A realidade que emerge dos “Panama Papers” é uma divisão de classes, pura e simples

A realidade que emerge dos “Panama Papers” é uma divisão de classes, pura e simples. Eles demonstram como uma casta de ricos vive num mundo separado em que regras diferentes se aplicam, em que o sistema legal e a autoridade policial são intensamente torcidos e não apenas protegem os ricos, mas estão prontos a moldar sistematicamente a lei para os acomodar. A piada cruel em Ser ou não ser, de Lubitch, cai como uma luva aqui: quando questionado sobre os campos de concentração na Polónia ocupada, o oficial nazi encarregado, “Erhard campo-de-concentração”, rebate: “Nós apenas fazemos a concentração, são os polacos que acampam.” E o mesmo não vale para a falência da Enron em janeiro de 2002, que pode ser interpretada como uma espécie de comentário irónico sobre a noção de sociedade de risco? Milhares de funcionários que perderam os seus trabalhos e economias estavam certamente expostos a um risco, mas sem uma verdadeira escolha – o risco apareceu-lhes como fé cega. Por outro lado, aqueles que efetivamente tinham um vislumbre sobre os riscos e uma possibilidade de intervir na situação (a alta gerência), minimizaram os seus riscos ao venderem as suas ações antes da falência ser declarada – então é verdade sim que vivemos numa sociedade de escolhas arriscadas, só que há aqueles (a alta gerência de Wall Street) que escolhem, e aqueles (as pessoas comuns pagando suas hipotecas) que assumem os riscos…

Corrupção legalizada”

Há já muitas reações da direita liberal aos “Panama Papers” que atiram a culpa aos excessos do nosso Welfare State (ou o que restou dele): afinal, como há tantos impostos, não é de surpreender que os proprietários tentem deslocar os seus recursos financeiros para lugares com menos taxação, uma “planeamento tributário” que em última instância não chega a ser ilegal… Por mais ridícula que essa desculpa possa parecer (afinal, o que os “Panama Papers” revelam são transações que de facto ferem a lei), esse argumento tem algo de verdadeiro. Dois pontos que merecem ser destacados nesse raciocínio. Primeiro, a linha que separa as transações legais das ilegais está a ficar cada vez mais ténue e, muitas vezes, reduz-se a uma mera questão de interpretação. Em segundo lugar, os sujeitos que deslocaram o seu dinheiro para contas offshore e paraísos fiscais não aparecem mais como monstros gananciosos, mas sim como meros indivíduos que simplesmente agem como sujeitos racionais na busca de salvaguardar as suas posses. No capitalismo, não se pode jogar fora a água suja da especulação financeira e guardar o bebé saudável da verdadeira economia: a água suja é o próprio aporte vital do bebé. E não devemos ter medo de ir às últimas consequências aqui: o sistema legal capitalista global em si é, na sua dimensão mais fundamental, corrupção legalizada. A questão de onde começa o crime (quais as operações financeiras que são de facto ilegais ou não) não é portanto uma questão legal, mas uma questão eminentemente política – é uma questão de disputa de poder.
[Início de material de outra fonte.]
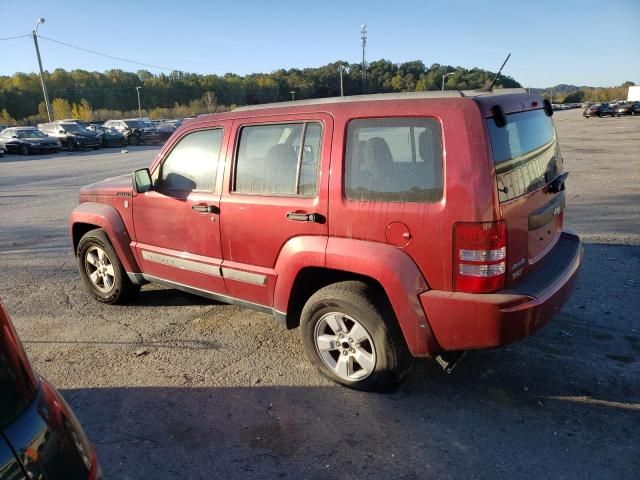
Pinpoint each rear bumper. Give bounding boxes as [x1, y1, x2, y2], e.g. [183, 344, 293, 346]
[420, 232, 583, 351]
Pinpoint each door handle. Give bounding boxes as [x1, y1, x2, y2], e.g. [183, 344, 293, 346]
[191, 203, 220, 213]
[287, 212, 324, 223]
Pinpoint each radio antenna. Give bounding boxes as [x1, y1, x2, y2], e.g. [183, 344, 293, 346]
[487, 54, 511, 92]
Então por que é que milhares de empresários e políticos fizeram aquilo que está documentado nos “Panama Papers”? A resposta é a mesma que a do velho chiste de mau gosto: por que é que os cachorros lambem as suas bolas (e nós, homens comuns não)? Porque eles podem.

Publicado no Blog da Boitempo em 11 de abril de 2016. Subtítulos da responsabilidade do esquerda.net.